Partial fix to a problem with implicit Hs being written to SMARTS by greglandrum · Pull Request #8893 · rdkit/rdkit (original) (raw)

In the current release of the RDKit we have this behavior when converting a molecule created from SMILES to SMARTS:

In [3]: Chem.MolToSmarts(Chem.MolFromSmiles('c1ccc[nH]1'))
Out[3]: '[#6]1:[#6]:[#6]:[#6]:[#7H]:1'

This is technically correct, but almost certainly doesn't capture the intent: it will match pyrroles which are substituted at the C atoms, but not the N.
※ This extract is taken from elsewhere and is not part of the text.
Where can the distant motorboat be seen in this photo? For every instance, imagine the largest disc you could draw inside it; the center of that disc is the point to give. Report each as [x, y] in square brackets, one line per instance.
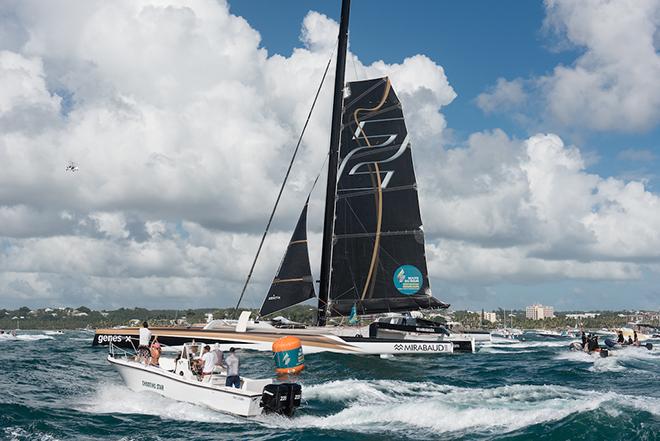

The PR resolves this: implicit Hs on normal atoms are no longer written to SMARTS

Note that one case which is still incorrect is the handling of implicit Hs on chiral centers. So even after this change we still will get:

In [5]: Chem.MolToSmarts(Chem.MolFromSmiles('C[C@H](F)Cl'))
Out[5]: '[#6]-[#6@H](-[#9])-[#17]'

Fixing this part of things and still ensuring that we get matches here:

smi='O=C1C[C@H]1F';m=Chem.MolFromSmiles(smi);m.HasSubstructMatch(Chem.MolFromSmarts(Chem.MolToSmarts(m)),useChirality=True)

requires significantly more work. I think it's worth fixing at least part of the problem now.